Additionally, different parts of the country have huge variances in what they serve. For instance, weirdo Yankees put cheddar cheese on their apple pie. A map has been making the rounds of some of the nation’s favorite side dishes. Check it out:
First off, shame on half the country for picking salad. You can eat salad any damn day of the week. Secondly, while cornbread is amazing, I can’t think of a single Thanksgiving dinner I’ve been to that had cornbread over fluffy white dinner rolls. I would welcome it with open arms, but this just seems dubious.
Anyhow, this inspired me to think up some of the most truly classic Turkey Day dishes in Oklahoma. Let us know your family favorites in the comments down below:
Chicken Fried Turkey
We all know that chicken fried steak is part of our state meal. And you can chicken fry chicken (who knew?), so this year, why not go all out and treat your relatives to chicken fried turkey? There are recipes out there, and to be totally honest, it sounds way better than just roasting or deep-frying that bird.
Every November, there’s always a big bowl of that disgusting dish called ambrosia. Ya know, that sickening, pink glob of marshmallows and canned fruit? This year, pay tribute to our all-important oil industry, and serve up a new holiday tradition- Crude Ambrosia. I don’t really know what fracking fluid looks like, but the best bet is to just pour a can of Hormel chili (no beans!) on top of Aunt Sally’s fruit and marshmallow salad, and bam! It also adds unnecessary meat to the table, which is always very Oklahoman. Speaking of which…
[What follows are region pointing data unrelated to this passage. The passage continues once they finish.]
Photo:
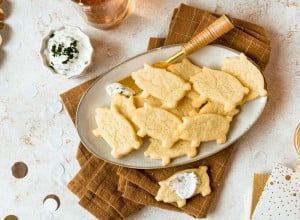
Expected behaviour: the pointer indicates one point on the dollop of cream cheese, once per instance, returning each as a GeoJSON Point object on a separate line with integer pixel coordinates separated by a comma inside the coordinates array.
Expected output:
{"type": "Point", "coordinates": [66, 52]}
{"type": "Point", "coordinates": [184, 184]}
{"type": "Point", "coordinates": [115, 88]}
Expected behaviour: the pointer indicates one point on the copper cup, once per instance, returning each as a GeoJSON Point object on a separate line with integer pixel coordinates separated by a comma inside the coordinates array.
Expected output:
{"type": "Point", "coordinates": [104, 14]}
Many popular Thanksgiving dishes involve that salty pork favorite, bacon. Instead of bogging it down with green beans or whatever, just fry up a few pounds of thick cut Applewood smoked bacon. Everyone can munch on the strips while they’re waiting for the main feast to hit the table. If that’s not a crowd pleaser, I don’t know what is.
Broccoli Cheese Casserole
This is already a staple side dish at most holiday tables, but you’re probably doing it all wrong. Every year, one of my friends uses his mother’s old recipe, and it’s incredibly simple and insanely delicious. Combine a bag of frozen broccoli with a block of Velveeta cheese in a casserole dish, cover with crumbled Ritz crackers, and bake until brown and crispy (Note: most of this list is ironic, but this dish is legitamately so much more delicious than it has any business being. It’s probably all the sodium).
Fried Okra Pie
Why is fried okra not a staple at Oklahoma holiday tables? Is it because we eat it so much the rest of the year that we need a break from it? Here is a way to introduce another item from our state meal to Thanksgiving. There’s two ways you can go about this: bake a pie that is filled with crispy nuggets of fried okra, or do an Arbuckle-style fried pie that is stuffed with delicious pickled okra. Your call!
Are you spending the holiday by yourself? Instead of being sad and down on yourself about it, pop the tops and don’t stop! Yes, Pringles made a set of Thanksgiving flavored chips that sold out in 41 minutes. If you were lucky enough to score some, you’ll get the flavors of turkey, stuffing, and pumpkin pie. There won’t be anyone around to judge you, so why not?